Ultrasound imaging is used in medicine to examine tissue with sound signals at a frequency higher than the normal range of human hearing. To illustrate, engine noise from a typical truck might include 125 Hz sounds while birds may chirp at about 6,000 Hz. A typical intravascular ultrasound device might operate at 40,000,000 Hz (i.e., 40 MHz).
In medical ultrasound, a probe device sends sound waves through tissue. The sound waves bounce off features in the tissue and back to the transducer. The transducer converts the waves to an electrical signal and sends it to an image processing system. Typically, the image processing system converts the electrical signal to a digital signal, which can then be displayed on a computer monitor (allowing a doctor to see the patient's blood vessels) or stored for other analyses.
In fact, looking at the tissue is but one use of IVUS. Some IVUS systems are used to perform “virtual histology”, which involves analyzing an ultrasound signal to classify features in a patient's tissue (e.g., plaque, dead tissue, healthy tissue). IVUS can also be used to study the flow of blood within a patient. The velocity at which blood is flowing will typically produce a characteristic Doppler signature. This information can help identify is a patient is suffering from restricted blood flow due to, for example, atherosclerosis, or plaques.

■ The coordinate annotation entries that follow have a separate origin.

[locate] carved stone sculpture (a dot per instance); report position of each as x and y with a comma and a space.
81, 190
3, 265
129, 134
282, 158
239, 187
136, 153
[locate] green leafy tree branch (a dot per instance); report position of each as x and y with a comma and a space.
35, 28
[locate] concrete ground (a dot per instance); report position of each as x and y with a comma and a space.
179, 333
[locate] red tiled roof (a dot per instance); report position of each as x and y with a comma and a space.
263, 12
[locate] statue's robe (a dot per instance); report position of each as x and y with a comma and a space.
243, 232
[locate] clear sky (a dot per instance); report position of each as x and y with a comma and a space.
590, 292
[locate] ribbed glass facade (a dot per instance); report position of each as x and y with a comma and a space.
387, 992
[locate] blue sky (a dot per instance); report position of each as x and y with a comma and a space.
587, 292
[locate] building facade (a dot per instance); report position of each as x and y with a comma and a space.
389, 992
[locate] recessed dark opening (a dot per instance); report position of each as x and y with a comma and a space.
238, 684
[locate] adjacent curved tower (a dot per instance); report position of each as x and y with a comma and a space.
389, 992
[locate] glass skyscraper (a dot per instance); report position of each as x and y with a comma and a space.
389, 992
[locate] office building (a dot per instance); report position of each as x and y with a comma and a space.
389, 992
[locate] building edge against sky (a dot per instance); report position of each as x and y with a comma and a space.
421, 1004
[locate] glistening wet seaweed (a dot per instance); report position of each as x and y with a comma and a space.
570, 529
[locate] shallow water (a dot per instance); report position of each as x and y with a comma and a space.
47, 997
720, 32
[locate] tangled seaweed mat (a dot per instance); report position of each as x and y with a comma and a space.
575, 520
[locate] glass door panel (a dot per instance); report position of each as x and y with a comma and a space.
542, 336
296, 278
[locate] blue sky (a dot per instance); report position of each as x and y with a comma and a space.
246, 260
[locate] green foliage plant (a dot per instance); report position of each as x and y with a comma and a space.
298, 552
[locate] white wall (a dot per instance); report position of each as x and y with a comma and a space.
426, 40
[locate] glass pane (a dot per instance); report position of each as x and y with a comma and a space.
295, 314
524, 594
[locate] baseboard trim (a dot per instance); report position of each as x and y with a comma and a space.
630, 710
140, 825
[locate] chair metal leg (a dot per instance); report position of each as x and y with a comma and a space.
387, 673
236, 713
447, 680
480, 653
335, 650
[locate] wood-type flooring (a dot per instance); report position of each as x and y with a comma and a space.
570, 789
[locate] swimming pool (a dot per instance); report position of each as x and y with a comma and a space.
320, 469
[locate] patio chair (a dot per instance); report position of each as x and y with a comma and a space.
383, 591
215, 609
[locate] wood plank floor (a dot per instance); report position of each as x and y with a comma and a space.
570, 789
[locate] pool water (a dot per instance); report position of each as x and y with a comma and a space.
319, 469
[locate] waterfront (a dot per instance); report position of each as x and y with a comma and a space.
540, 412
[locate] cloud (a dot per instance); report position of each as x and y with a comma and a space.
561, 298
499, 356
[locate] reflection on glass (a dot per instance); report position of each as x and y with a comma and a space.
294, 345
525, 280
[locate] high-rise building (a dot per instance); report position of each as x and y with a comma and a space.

The very fact that an IVUS signal may be put to more than one use is associated with challenges in the design and maintenance of IVUS systems. Any change in the signal processing that benefits one intended use can cause problems in another end-use. For example, in some ultrasound systems, transient resonances from the transducer produce signals, called ringdown, that detract from a visual display. A processing step can be added to the system that removes the ringdown from the signal. However, the ringdown signal does provide some data about the tissue that is useful in virtual histology. Thus, if the system is also used for virtual histology, yet another step must be added that puts the ringdown data back into the signal for the virtual histology application.
U.S. Patent Publication 2011/0087104 to Moore describes a system that “splits” the signal for imaging and for parametric (e.g., virtual histology) analysis. However, such a system requires duplicate, parallel hardware components that operate in tandem in the different signal processing pathways. Not only does duplicate internal hardware require additional design and manufacturing costs, it also raises some significant difficulties in subsequent modifications of the systems to add other image analysis tools.